11. How to Answer Midterm Questions
Most strong answers follow a simple structure:
- Define the term clearly.
- State the mechanism or formula.
- Apply it to the given scenario.
- Interpret the result in plain English.
- Mention one strength, limitation, or assumption if relevant.
For compare-and-contrast questions, compare along stable dimensions: representation, inference method, strengths, weaknesses, and use cases.
For calculation questions, write the formula first, substitute values carefully, compute step by step, and finish with a sentence explaining what the number means.
For scenario questions, do not dump formulas. Name the method, explain why it fits the setting, state one caveat, and connect the answer back to the problem.

12. Final Memory Map
The midterm topics connect naturally:
- KR explains how knowledge is represented.
- Logic explains how conclusions follow from rules.

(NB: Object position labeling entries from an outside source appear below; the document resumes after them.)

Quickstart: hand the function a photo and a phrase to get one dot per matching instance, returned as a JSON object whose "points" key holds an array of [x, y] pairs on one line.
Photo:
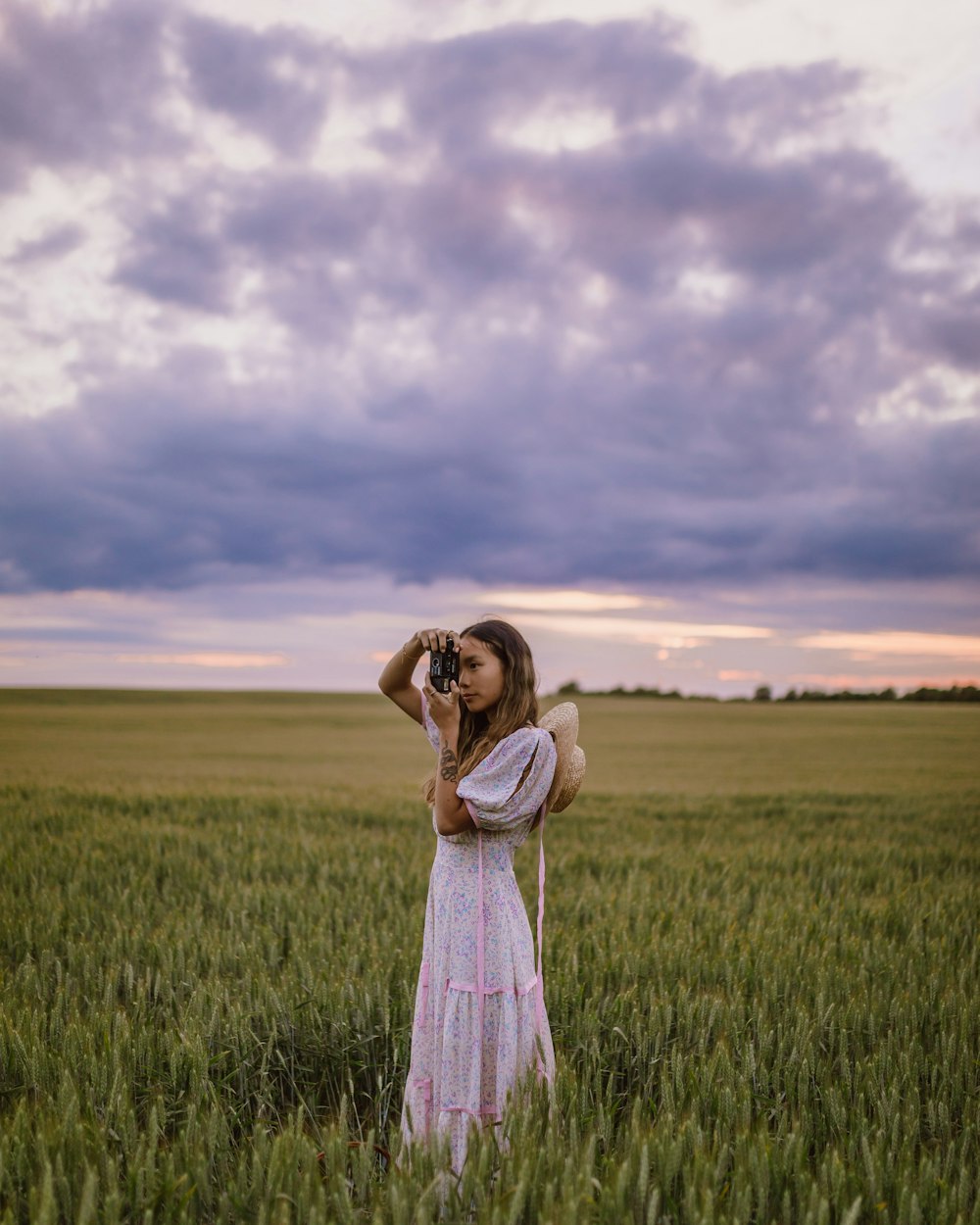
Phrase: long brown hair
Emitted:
{"points": [[517, 706]]}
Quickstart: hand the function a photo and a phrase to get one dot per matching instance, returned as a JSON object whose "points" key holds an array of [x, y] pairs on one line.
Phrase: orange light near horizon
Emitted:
{"points": [[897, 642], [210, 660], [664, 633]]}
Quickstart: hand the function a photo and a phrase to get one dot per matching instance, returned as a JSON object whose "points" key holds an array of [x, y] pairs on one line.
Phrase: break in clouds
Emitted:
{"points": [[544, 304]]}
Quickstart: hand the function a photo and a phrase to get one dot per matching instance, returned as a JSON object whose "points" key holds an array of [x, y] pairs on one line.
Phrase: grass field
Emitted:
{"points": [[760, 964]]}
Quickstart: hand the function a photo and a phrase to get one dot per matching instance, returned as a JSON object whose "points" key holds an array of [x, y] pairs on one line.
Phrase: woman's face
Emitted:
{"points": [[480, 676]]}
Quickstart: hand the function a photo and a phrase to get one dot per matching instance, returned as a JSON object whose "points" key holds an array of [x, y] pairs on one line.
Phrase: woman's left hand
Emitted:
{"points": [[444, 707]]}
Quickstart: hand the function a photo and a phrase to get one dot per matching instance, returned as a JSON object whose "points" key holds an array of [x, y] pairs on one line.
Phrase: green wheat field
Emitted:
{"points": [[760, 965]]}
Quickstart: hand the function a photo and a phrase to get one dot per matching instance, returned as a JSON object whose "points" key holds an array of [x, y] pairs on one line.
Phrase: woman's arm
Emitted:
{"points": [[396, 680], [452, 814]]}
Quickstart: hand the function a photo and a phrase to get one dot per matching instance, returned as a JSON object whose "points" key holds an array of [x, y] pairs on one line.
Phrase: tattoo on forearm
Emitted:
{"points": [[449, 763]]}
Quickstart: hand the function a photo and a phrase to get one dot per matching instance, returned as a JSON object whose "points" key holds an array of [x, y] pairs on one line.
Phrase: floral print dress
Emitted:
{"points": [[469, 1045]]}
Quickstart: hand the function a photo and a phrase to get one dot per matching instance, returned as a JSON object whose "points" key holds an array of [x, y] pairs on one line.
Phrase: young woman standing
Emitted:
{"points": [[479, 1019]]}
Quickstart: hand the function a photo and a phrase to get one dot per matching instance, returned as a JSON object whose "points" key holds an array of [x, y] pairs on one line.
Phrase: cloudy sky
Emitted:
{"points": [[656, 329]]}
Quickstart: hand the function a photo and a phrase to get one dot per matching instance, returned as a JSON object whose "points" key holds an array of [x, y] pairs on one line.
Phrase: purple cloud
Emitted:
{"points": [[642, 362]]}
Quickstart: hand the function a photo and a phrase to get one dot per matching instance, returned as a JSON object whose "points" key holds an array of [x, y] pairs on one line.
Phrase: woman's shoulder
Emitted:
{"points": [[522, 741]]}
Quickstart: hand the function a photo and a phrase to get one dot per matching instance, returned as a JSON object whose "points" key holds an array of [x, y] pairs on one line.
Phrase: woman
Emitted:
{"points": [[479, 1018]]}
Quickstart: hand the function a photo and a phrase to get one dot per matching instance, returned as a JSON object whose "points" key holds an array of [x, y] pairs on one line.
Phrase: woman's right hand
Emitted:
{"points": [[431, 640]]}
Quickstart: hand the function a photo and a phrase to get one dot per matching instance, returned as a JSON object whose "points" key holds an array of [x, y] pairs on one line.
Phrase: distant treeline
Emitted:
{"points": [[764, 694]]}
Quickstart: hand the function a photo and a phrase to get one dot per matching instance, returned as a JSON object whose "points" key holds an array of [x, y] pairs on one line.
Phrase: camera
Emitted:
{"points": [[444, 666]]}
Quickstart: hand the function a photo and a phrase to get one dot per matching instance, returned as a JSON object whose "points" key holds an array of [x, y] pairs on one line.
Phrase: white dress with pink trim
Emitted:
{"points": [[479, 1003]]}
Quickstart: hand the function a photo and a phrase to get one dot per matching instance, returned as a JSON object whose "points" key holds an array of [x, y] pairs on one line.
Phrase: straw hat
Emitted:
{"points": [[563, 721]]}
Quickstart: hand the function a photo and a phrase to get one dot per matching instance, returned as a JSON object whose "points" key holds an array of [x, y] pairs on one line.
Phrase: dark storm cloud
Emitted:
{"points": [[583, 420], [272, 83]]}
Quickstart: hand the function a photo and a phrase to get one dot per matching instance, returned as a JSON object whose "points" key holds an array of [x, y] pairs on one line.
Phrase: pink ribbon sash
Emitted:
{"points": [[539, 983]]}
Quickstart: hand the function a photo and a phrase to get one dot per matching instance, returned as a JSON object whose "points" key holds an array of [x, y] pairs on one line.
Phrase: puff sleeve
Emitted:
{"points": [[493, 790]]}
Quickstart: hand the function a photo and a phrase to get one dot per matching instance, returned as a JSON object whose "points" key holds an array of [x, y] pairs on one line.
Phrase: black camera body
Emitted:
{"points": [[444, 667]]}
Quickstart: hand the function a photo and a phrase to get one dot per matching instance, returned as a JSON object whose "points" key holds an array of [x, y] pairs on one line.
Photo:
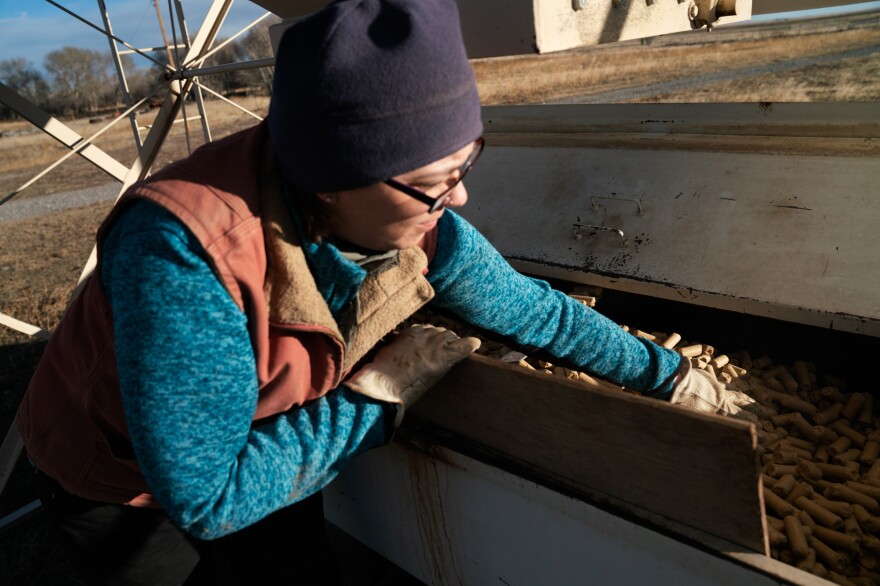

- MYCIN shows rule-based reasoning in a practical expert system.
- Decision trees learn rule-like structures from data.
- Ensembles improve unstable learners by combining many models.
- Soft computing handles uncertainty, vagueness, and approximation.
- LNNs combine neural learning with logical consistency.
- NEAT evolves both neural weights and neural structures.
The safest exam mindset is: define precisely, reason step by step, interpret formulas in words, and always mention the assumptions behind the method.